12.4. AdaBoosting

Many of you are already familiar with how decision trees work, the underlying concepts, and the criteria used to split a tree. You can grow a decision tree, let it reach a certain size, and then apply pruning techniques to obtain your final classification model.

However, we know that a single tree often doesn’t perform very well on its own. That’s where ensemble methods come into play, such as Random Forests, which build on the principles we’ve learned about regression trees. Another powerful ensemble method is boosting, and in this discussion, we’ll delve into the concept of boosting.

Boosting, specifically AdaBoost, was introduced in the context of classification. We’ll explore what AdaBoost does and what we can infer about the final classifier from this boosting algorithm. It’s worth noting that AdaBoost is essentially a gradient-based algorithm, aiming to fit the model using an exponential loss function.

12.4.1. The Algorithm

When discussing the AdaBoost algorithm, we need to switch to a notation where binary labels are represented as +1 or -1, rather than 1 and 0. The goal of AdaBoost is to combine weak classifiers, which are classifiers that don’t need to be exceptionally accurate, as long as they perform slightly better than random guessing. In fact, we can even use classifiers that perform worse than random guessing, meaning their error rate is greater than 50%, because we can simply flip their predictions to improve accuracy.

The core idea of the algorithm is to iteratively modify the weights assigned to the training data. Let’s outline the algorithm:

At each iteration, marked by \(t\), we update the data weights, select a classifier (which can be chosen randomly), calculate the training error, and determine a weight \(\alpha_t.\) Then, we update the data weights based on the classifier’s performance. The algorithm continues this process for a predefined number of iterations, and at the end, we sum the weighted classifiers, each scaled by \(\alpha_t,\) to form the final classifier.

To make predictions on new data, we apply this final classifier and check the sign of the output: if it’s positive, we classify as +1, and if it’s negative, we classify as -1.

12.4.2. Proof

Next we demonstrate that the training error can be driven to zero as the number of iterations ‘T’ approaches infinity, even when the individual classifiers are weak.

To prove this, we analyze the upper bound of the training error and show that it decreases with each iteration.
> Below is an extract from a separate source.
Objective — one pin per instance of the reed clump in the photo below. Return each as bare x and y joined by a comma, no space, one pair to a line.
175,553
The training error is computed using weighted data, which results in values between 0 and 1. By upper-bounding the indicator function used to measure classification error,

\[I (z < 0) < e^{-z}, z \in \mathbb{R},\]
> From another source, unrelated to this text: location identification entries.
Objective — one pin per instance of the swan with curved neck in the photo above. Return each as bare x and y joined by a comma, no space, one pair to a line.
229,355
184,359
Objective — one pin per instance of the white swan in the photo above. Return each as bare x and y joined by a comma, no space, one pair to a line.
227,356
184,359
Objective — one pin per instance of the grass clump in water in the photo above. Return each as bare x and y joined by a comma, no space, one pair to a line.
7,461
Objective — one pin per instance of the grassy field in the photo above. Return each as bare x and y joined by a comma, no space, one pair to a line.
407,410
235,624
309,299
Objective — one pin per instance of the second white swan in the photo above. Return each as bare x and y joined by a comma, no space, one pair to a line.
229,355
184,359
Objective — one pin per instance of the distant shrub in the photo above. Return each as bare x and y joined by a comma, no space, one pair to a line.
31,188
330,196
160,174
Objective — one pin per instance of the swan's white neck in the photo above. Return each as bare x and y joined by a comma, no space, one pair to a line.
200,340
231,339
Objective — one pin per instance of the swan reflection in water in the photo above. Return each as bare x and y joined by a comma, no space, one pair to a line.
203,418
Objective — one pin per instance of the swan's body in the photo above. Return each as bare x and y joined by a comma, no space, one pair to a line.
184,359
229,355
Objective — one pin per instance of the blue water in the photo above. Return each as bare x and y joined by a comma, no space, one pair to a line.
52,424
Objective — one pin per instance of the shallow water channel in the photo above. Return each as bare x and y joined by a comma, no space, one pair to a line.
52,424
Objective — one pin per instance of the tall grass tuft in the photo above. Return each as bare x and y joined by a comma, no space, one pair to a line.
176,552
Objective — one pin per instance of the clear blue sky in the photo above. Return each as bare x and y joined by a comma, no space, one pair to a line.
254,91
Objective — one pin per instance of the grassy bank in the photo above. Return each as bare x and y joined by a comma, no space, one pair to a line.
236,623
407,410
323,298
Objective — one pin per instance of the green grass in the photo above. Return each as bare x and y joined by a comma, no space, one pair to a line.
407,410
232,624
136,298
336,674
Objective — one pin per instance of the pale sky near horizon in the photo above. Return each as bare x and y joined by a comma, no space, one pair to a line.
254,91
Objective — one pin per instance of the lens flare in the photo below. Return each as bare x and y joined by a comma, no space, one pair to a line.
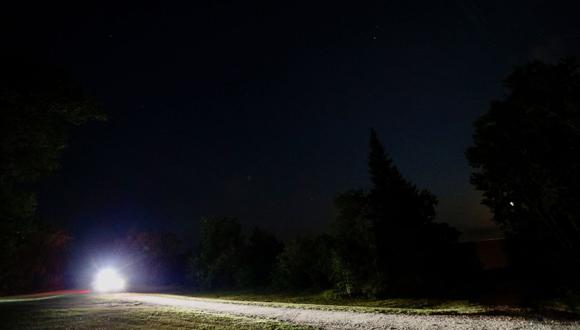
108,280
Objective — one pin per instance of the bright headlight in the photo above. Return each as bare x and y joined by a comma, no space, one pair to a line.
108,280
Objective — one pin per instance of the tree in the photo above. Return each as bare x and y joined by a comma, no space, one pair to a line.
524,155
386,236
305,264
218,260
39,107
154,256
260,253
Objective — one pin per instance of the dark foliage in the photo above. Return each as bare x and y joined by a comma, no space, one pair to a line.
525,163
39,107
155,258
225,259
387,242
305,264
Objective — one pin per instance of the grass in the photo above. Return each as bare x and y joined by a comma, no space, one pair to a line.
327,301
89,311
We can express the training error in terms of exponential loss.

\[\begin{split}\text{Training-Err}(G_T) &= \sum_i \frac{1}{n} I \Big (y_i \ne \text{sign} \big ( \sum_{t=1}^T \alpha_t g_t(x_i) \big ) \Big ) \\ &= \sum_i \frac{1}{n} I \Big ( \sum_{t=1}^T y_i \alpha_t g_t(x_i) < 0 \Big ) \\ & \le \sum_i \frac{1}{n} \exp \Big ( - \sum_{t=1}^T \alpha_t y_i g_t(x_i) \Big ) \\ &\le \prod_{t=1}^{T} Z_t.\end{split}\]

The last inequality is due to the following:

\[\begin{split}& \sum_{i=1}^n \frac{1}{n} \exp \Big ( - \sum_{t=1}^T \alpha_t y_i g_t(x_i) \Big ) \\ =& \sum_i \frac{1}{n} \prod_{t=1}^T \exp \Big ( - \alpha_t y_i g_t(x_i) \Big) \\ =& \sum_i w^{(1)}_i \prod_{t=1}^T \frac{w_i^{(t+1)}}{w_i^{(t)}} Z_t \\ =& \sum_i w_i^{(1)} \frac{w_i^{(2)}}{w_i^{(1)}} \cdots \frac{w_i^{(T)}}{w_i^{(T-1)}}\frac{w_i^{(T+1)}}{w_i^{(T)}} \Big ( \prod_{t=1}^T Z_t \Big ) \\ =& \Big ( \prod_{t=1}^T Z_t \Big ) \sum_i w_i^{(T+1)} \\ =& \prod_{t=1}^T Z_t.\end{split}\]

Finally, we conclude that the training error decreases as ‘T’ increases, provided that no classifier achieves an error rate exactly equal to 50%:

\[\begin{split}Z_t &= \sum_i w_i^{(t)} \exp \big (- \alpha_t y_i g_t(x_i) \big ) \\ &= \sum_{i: y_i g_t(x_i) =1} w_i^{(t)} \exp \big (- \alpha_t \big ) + \\ & \sum_{i: y_i g_t(x_i) = -1} w_i^{(t)} \exp \big ( \alpha_t \big ) \\ &=(1- \epsilon_t) \exp \big ( - \alpha_t \big ) + \epsilon_t \exp \big (\alpha_t \big ) \\ &= (1-\epsilon_t) \sqrt{\frac{\epsilon_t}{1-\epsilon_t} } + \epsilon_t \sqrt{\frac{1-\epsilon _t}{\epsilon_t}} \\ &= 2 \sqrt{\epsilon_t ( 1 - \epsilon_t)} \\ & < 1.\end{split}\]

It’s important to note that that the training error of the combined classifier G_T generated by AdaBoost is not guaranteed to be monotonically decreasing with respect to the number of iterations. Instead, after each iteration, AdaBoost decreases a specific upper bound on the 0/1 training error. Over the long run, this continual adjustment of weights pushes the training error towards zero.
AdaBoost can utilize weak classifiers, denoted by \(g_t(x)\), even if their error rate is worse than random guessing (i.e., \(\epsilon_t > 1/2\)). In such cases, AdaBoost adapts by assigning a negative weight \(\alpha_t\), effectively using \(-g_t(x)\) to improve overall performance.
The final classifier obtained from AdaBoost may not perform well on test data, as AdaBoost aims to minimize training error, potentially leading to overfitting. Proper regularization or early stopping is often necessary to ensure good generalization to unseen data.

In summary, AdaBoost is a simple yet powerful boosting algorithm that combines weak classifiers to achieve impressive results in classification tasks. It may not always perform well on test data, so careful consideration and fine-tuning are essential when applying it to real-world problems.